See if your hemoglobin is >17 and Hematocrit is over >50
Your blood normally thickens linearly but once you're hemoglobin and Hematocrit reach a higher level the thickening becomes exponential and blood flow in your brain is the first to slow. Capillaries are the smallest blood vessels in the body. Brain capillaries are very tight with almost no holes to protect fragile brain tissue. Once your blood reaches a certain viscosity people get brain fog, dizziness and even paroxysmal positional vertigo. Drop the viscosity and brain function returns to normal.
If that's the case you can donate blood at the Red Cross to correct the thick blood issue. If your doc is a dick you can simply walk into the red cross and ask to donate blood.
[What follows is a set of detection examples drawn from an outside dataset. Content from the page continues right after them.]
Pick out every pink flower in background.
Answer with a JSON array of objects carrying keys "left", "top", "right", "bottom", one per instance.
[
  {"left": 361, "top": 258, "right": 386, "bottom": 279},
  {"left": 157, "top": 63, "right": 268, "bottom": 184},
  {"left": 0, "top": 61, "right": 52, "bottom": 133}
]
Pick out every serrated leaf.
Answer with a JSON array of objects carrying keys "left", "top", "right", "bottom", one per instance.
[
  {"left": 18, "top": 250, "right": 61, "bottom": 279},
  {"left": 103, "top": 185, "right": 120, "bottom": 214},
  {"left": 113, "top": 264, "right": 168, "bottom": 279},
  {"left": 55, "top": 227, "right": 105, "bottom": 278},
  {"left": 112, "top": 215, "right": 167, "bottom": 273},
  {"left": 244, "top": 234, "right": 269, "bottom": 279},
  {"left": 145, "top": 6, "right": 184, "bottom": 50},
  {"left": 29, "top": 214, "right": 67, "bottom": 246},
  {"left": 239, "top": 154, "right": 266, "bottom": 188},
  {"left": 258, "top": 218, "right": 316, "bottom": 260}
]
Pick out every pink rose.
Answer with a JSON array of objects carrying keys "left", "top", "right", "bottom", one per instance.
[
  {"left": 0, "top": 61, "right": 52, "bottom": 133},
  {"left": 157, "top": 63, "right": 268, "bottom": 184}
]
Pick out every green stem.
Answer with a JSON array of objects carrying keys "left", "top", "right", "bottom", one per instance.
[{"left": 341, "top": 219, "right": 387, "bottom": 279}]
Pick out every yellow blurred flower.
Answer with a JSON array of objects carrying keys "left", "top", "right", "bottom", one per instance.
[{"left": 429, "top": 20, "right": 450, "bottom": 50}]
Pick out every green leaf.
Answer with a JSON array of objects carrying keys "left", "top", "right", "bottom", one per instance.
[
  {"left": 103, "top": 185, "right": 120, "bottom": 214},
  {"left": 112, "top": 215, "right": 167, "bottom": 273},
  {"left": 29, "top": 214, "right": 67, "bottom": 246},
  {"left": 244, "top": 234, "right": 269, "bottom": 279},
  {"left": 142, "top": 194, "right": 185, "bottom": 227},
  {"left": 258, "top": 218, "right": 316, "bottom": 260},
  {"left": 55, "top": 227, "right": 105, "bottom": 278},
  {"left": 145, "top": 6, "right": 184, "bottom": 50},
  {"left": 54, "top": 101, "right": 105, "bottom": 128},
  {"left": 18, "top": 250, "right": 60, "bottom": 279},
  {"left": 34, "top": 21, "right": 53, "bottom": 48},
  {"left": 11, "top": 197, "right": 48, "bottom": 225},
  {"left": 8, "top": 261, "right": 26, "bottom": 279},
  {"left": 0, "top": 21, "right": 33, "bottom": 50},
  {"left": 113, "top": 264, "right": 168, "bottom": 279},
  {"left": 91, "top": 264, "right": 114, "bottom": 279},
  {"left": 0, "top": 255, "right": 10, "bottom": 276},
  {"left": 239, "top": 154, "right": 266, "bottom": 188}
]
Don't admit to any health problems, recent tattoo's or any of the dis-qualifier questions. Before you donate they will check your Hemoglobin with a simple pin prick. If its over >15 donate (you can change your mind before actually donating) but if its over 17 definitely donate but do whatever it takes to get your doc to see if your Hematocrit is also over 50 because donating blood may be needed a dozen times a year to keep those levels in the safe range.
BTW: The way to donate 12 times a year instead of 6 is to Donate at the Red Cross and a private hospital for inter-hospital blood needs as they don't cross check. Target Hemoglobin is about 16 but no need to donate if it's below 15.
Although much of the clinical focus has been on anemia as a condition where there is a lack of hemoglobin, there are also problems at the high end. The most notable consequence is increased blood viscosity.
Several studies have proven that the relation between hemoglobin and blood viscosity is linear when the hematocrit is <0.50 (equivalent to a hemoglobin value of 160 g/L). Above this hemoglobin concentration, the relation becomes exponential, which means that a small increase in hemoglobin or hematocrit results in a large increase in viscosity. Once hemoglobin concentrations reach 180 g/L, the blood viscosity reaches a level that impairs microcirculation and an inadequate amount of oxygen is transported to tissues, similar to the cases of severe anemia."